Document ID: chunk:federal_register_of_legislation:C2004A00898:clause:1_160apaaab:p1
Version: federal_register_of_legislation:C2004A00898
Segment Type: clause
Provision Reference: sch 1 cl 160APAAAB (pt 1/3)
Character Range: 108498–111375

160APAAAB  Non‑share dividends not frankable unless profits available

 (1) This section applies if:
 (a) a company pays a non‑share dividend; and
 (b) immediately before the payment, the available frankable profits of the company were less than the amount of the non‑share dividend.

 (2) If the available frankable profits of the company at the relevant time is nil or negative, the non‑share dividend:
 (a) is not frankable; and
 (b) is not a dividend to which paragraph 160AQF(1)(c), (1AA)(c) or (1AAA)(c) or 160AQFA(1)(c) or (2)(c) or section 160AQG applies.

Example: A company has no profits except profits from the revaluation of an asset. It pays a non‑share dividend to a non‑share equity holder.
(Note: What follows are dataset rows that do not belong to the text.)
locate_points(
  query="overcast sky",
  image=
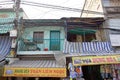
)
(35, 12)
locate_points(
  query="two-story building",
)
(39, 41)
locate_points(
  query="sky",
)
(35, 12)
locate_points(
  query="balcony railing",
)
(41, 45)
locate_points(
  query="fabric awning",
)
(35, 68)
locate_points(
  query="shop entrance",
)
(91, 72)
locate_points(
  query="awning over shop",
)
(35, 68)
(87, 48)
(6, 28)
(95, 60)
(5, 46)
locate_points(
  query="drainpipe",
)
(65, 22)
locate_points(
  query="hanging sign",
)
(35, 72)
(95, 60)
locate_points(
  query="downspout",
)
(83, 8)
(65, 29)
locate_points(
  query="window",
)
(38, 37)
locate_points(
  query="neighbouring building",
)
(107, 63)
(7, 39)
(39, 41)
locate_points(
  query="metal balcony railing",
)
(40, 45)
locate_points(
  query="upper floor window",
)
(38, 37)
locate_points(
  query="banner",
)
(34, 72)
(95, 60)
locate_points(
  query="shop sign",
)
(4, 15)
(34, 72)
(95, 60)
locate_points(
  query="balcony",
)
(88, 48)
(46, 46)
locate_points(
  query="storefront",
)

The non‑share dividend is not a frankable dividend because the company's available frankable profits at the time of payment is nil.
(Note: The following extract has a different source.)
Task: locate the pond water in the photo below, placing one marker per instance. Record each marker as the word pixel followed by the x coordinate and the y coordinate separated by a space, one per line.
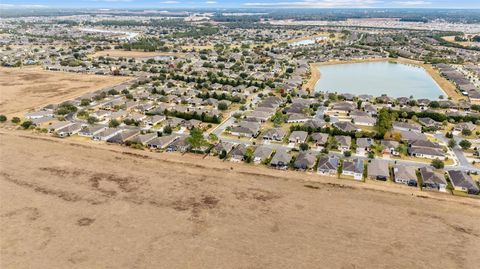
pixel 377 78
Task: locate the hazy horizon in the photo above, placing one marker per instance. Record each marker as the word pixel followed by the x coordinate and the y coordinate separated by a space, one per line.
pixel 237 4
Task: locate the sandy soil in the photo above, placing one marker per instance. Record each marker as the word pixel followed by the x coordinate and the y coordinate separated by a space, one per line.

 Note that dividends from asset revaluation reserves are not frankable because of paragraph (g) of the definition of frankable dividend in section 160APA.

 (3) In any other case, the non‑share dividend (the original dividend) is taken, for the purposes of the relevant provisions, to consist of 2 separate non‑share dividends:
 (a) a non‑share dividend that is a frankable non‑share dividend; and
 (b) a non‑share dividend that:
 (i) is not a frankable non‑share dividend; and
 (ii) is not a dividend to which paragraph 160AQF(1)(c), (1AA)(c) or (1AAA)(c) or 160AQFA(1)(c) or (2)(c) or section 160AQG applies.
The relevant provisions are sections 45Z to 46M, this Part and any other provision of this Act whose operation depends on this Part.
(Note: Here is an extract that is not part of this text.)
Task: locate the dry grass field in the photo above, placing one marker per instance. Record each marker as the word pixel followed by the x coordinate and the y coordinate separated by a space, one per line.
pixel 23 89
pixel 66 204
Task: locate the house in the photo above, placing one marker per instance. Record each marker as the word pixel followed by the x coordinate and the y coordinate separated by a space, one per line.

 (4) The amount of the non‑share dividend referred to in paragraph (3)(a) is equal to the available frankable profits.

 (5) The amount of the non‑share dividend referred to in paragraph (3)(b) is the difference between the original dividend and the frankable dividend referred to in paragraph (3)(a).

 (6) A company that pays a non‑share dividend may anticipate available frankable profits if:
 (a) the company:
 (i) has announced the payment of; or
 (ii) is committed or has resolved (formally or informally) to pay;
  share dividends (the committed share dividends) after payment of the non‑share dividend; and
 (b) but for this subsection, subsection (2) or (3) would apply to the non‑share dividend mentioned in paragraph (a); and
 (c) the company's available frankable profits would be greater than nil at the relevant time if the committed share dividends were ignored; and
 (d) it is reasonable to expect that available profits will arise after payment of the non‑share dividend and before payment of the committed share dividends.
The available frankable profits immediately before the company pays the non‑share dividend are then the amount estimated by the company having regard to the expected profits referred to in paragraph (c).